FDA's designation is based on phase 2 data presented earlier this year at the American Society of Clinical Oncology Annual Meeting.
FDA has granted priority review designation for Merck’s request for a supplemental biologics license application for pembrolizumab to treat Merkel cell carcinoma, a rare skin cancer. Merck announced the designation in a statement today.
Pembrolizumab, the anti-PD-1 therapy sold a Keytruda, is seeking accelerated approval based on data from a phase 2 study presented earlier this year at the American Society of Clinical Oncology Annual Meeting.
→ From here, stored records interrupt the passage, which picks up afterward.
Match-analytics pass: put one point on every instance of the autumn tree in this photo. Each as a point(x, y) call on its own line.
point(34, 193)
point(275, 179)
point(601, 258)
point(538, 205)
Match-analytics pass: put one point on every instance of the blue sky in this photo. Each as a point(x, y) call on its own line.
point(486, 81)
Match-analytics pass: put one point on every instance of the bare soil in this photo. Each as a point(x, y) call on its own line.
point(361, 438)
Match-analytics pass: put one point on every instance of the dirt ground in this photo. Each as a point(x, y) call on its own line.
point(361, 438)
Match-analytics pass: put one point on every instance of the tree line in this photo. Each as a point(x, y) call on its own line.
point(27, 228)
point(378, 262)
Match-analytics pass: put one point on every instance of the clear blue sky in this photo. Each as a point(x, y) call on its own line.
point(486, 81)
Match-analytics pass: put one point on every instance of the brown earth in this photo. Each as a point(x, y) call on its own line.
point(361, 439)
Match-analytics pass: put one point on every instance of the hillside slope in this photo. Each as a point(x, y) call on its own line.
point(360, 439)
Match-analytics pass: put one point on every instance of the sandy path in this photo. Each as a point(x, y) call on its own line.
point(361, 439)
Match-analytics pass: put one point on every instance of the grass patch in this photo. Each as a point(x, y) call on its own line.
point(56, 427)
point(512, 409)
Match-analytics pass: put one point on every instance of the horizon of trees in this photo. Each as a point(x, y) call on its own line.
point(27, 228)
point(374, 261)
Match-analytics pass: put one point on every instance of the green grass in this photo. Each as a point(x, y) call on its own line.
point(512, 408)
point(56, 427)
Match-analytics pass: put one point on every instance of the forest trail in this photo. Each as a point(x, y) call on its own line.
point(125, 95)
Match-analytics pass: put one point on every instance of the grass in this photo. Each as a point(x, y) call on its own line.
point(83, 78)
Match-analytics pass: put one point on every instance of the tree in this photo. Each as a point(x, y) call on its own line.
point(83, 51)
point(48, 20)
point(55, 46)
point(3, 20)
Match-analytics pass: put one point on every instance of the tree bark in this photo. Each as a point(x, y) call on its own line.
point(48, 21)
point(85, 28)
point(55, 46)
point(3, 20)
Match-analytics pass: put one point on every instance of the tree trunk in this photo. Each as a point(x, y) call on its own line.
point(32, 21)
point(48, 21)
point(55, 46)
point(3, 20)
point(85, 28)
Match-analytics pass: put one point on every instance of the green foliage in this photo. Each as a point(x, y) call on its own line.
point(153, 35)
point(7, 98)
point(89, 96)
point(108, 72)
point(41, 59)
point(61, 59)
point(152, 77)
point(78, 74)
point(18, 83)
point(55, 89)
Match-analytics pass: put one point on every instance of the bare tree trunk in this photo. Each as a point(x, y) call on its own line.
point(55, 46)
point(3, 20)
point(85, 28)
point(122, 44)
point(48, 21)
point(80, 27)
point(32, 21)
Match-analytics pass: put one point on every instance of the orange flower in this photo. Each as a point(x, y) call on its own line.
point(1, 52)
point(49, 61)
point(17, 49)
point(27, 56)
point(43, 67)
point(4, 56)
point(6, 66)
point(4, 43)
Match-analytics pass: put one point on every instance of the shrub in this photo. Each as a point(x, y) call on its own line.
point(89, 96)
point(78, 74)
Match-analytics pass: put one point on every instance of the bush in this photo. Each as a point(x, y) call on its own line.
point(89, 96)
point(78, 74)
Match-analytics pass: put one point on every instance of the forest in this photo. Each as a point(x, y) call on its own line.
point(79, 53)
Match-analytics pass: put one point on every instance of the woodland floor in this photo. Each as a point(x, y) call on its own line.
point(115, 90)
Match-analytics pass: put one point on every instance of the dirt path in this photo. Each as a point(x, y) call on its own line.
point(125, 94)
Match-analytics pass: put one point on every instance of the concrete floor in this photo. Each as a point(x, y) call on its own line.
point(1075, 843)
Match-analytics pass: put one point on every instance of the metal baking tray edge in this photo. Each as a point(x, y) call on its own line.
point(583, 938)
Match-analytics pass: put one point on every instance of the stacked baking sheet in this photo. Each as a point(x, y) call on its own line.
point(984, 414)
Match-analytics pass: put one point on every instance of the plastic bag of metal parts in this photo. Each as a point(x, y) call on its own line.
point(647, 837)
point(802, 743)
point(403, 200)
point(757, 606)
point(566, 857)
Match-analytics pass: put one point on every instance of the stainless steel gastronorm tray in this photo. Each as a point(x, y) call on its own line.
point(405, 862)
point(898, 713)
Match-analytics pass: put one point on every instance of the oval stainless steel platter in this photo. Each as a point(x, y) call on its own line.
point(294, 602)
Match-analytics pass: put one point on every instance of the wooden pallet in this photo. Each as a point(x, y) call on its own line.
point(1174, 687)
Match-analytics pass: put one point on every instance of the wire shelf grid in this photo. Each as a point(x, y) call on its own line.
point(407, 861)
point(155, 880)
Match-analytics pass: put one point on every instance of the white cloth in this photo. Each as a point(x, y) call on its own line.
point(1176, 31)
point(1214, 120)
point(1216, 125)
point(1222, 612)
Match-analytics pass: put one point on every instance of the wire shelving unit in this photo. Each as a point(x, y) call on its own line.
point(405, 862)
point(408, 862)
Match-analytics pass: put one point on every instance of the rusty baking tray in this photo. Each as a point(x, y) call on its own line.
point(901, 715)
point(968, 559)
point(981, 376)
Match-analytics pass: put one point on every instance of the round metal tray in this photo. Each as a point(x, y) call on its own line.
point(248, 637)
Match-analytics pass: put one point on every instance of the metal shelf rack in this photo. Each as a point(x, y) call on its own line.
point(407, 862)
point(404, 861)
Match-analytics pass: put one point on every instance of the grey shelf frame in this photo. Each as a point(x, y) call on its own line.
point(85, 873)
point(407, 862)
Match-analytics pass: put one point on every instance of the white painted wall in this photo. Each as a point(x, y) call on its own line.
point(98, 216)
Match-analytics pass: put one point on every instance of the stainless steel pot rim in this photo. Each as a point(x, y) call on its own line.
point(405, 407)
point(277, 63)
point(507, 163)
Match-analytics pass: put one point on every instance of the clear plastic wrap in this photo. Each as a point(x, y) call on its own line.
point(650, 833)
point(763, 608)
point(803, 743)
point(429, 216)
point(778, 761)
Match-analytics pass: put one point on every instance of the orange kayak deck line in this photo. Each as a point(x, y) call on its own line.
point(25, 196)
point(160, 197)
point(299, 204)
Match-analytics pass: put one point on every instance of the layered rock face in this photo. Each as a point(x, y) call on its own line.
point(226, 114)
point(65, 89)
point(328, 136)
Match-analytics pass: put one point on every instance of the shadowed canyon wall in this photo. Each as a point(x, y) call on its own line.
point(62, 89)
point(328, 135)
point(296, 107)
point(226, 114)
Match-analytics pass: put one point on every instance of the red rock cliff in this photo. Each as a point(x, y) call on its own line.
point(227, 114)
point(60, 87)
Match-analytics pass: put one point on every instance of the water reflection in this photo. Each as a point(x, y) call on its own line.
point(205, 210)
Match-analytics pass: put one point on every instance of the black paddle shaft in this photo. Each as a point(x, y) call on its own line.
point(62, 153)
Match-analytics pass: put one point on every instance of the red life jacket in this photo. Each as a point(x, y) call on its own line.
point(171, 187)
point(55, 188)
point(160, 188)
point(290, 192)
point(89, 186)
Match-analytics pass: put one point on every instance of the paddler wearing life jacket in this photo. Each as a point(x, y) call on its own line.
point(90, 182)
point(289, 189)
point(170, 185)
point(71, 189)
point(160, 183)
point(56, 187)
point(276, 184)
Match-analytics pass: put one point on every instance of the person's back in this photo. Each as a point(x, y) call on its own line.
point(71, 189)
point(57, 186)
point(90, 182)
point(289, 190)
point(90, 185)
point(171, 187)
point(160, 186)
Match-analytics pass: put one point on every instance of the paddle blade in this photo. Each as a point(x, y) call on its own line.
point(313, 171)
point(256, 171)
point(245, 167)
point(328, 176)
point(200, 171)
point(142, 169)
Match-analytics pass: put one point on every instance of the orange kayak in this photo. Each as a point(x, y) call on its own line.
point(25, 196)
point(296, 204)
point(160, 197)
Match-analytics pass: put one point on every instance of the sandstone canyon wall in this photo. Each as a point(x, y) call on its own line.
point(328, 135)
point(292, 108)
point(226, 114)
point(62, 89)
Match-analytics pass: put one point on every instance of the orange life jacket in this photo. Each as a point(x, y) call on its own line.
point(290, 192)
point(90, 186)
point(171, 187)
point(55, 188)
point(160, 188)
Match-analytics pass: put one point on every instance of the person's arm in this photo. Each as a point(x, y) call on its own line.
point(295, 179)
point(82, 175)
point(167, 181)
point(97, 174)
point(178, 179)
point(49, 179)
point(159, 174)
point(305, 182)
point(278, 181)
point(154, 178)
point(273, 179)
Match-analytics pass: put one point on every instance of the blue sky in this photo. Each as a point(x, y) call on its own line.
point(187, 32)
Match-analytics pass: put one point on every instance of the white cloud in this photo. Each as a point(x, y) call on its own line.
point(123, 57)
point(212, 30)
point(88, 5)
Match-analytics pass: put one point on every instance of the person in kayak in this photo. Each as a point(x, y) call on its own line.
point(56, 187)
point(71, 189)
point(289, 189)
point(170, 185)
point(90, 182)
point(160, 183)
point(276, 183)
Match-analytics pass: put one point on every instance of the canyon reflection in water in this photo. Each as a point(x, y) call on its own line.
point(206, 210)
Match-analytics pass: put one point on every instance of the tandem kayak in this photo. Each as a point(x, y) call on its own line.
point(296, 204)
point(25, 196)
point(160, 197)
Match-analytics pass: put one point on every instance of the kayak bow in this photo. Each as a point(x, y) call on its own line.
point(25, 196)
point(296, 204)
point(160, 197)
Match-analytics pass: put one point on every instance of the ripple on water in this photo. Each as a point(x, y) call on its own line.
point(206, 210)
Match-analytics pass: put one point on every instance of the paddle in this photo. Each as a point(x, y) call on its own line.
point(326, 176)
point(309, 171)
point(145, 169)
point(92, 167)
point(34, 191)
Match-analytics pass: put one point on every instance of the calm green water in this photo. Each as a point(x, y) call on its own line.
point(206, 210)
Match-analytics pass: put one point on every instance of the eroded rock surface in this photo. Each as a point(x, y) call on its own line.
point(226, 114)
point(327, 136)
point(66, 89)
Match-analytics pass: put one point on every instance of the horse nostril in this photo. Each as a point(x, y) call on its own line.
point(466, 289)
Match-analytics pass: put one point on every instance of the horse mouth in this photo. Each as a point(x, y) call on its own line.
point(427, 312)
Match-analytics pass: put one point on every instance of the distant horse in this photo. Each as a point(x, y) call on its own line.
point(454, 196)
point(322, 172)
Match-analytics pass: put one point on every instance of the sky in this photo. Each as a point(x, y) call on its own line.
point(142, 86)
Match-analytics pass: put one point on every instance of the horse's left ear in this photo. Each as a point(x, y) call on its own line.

That data from the KEYNOTE-017 trial, found that the objective response rate was 56%, including 24% who had a complete response rate and 32% with a partial response rate. Median overall survival had not been reached, compared with 9.5 to 10.2 months for chemotherapy. Median progression-free survival was 16.8 months which exceeded chemotherapy controls by more than a year.
“Merkel cell carcinoma, a rare type of skin cancer, is an aggressive and fast-growing disease that has been associated with mortality rates higher than other types of skin cancer, including melanoma,” said Scot Ebbinghaus, MD, vice president of clinical research at Merck Laboratories. “KEYNOTE-017 represents the longest observation to date of patients with advanced Merkel cell carcinoma receiving anti-PD-1 therapy in the first-line setting, and demonstrated durable tumor control in these patients.”
In July 2017, the treatment received Breakthrough Therapy designation for Merkel cell carcinoma. The Prescription Drug User Fee Act, or target action date, is December 28, 2018.
Pembrolizumab is already approved for multiple indications, that include certain patients with metastatic melanoma, certain types of non-small cell lung cancer (sometimes with or without chemotherapy), some patients with head-and-neck cancer; in patients with refractory classic Hodgkin lymphoma; and certain patients with primary mediastinal large B-cell lymphoma, urothelial carcinoma, gastric cancer, cervical cancer.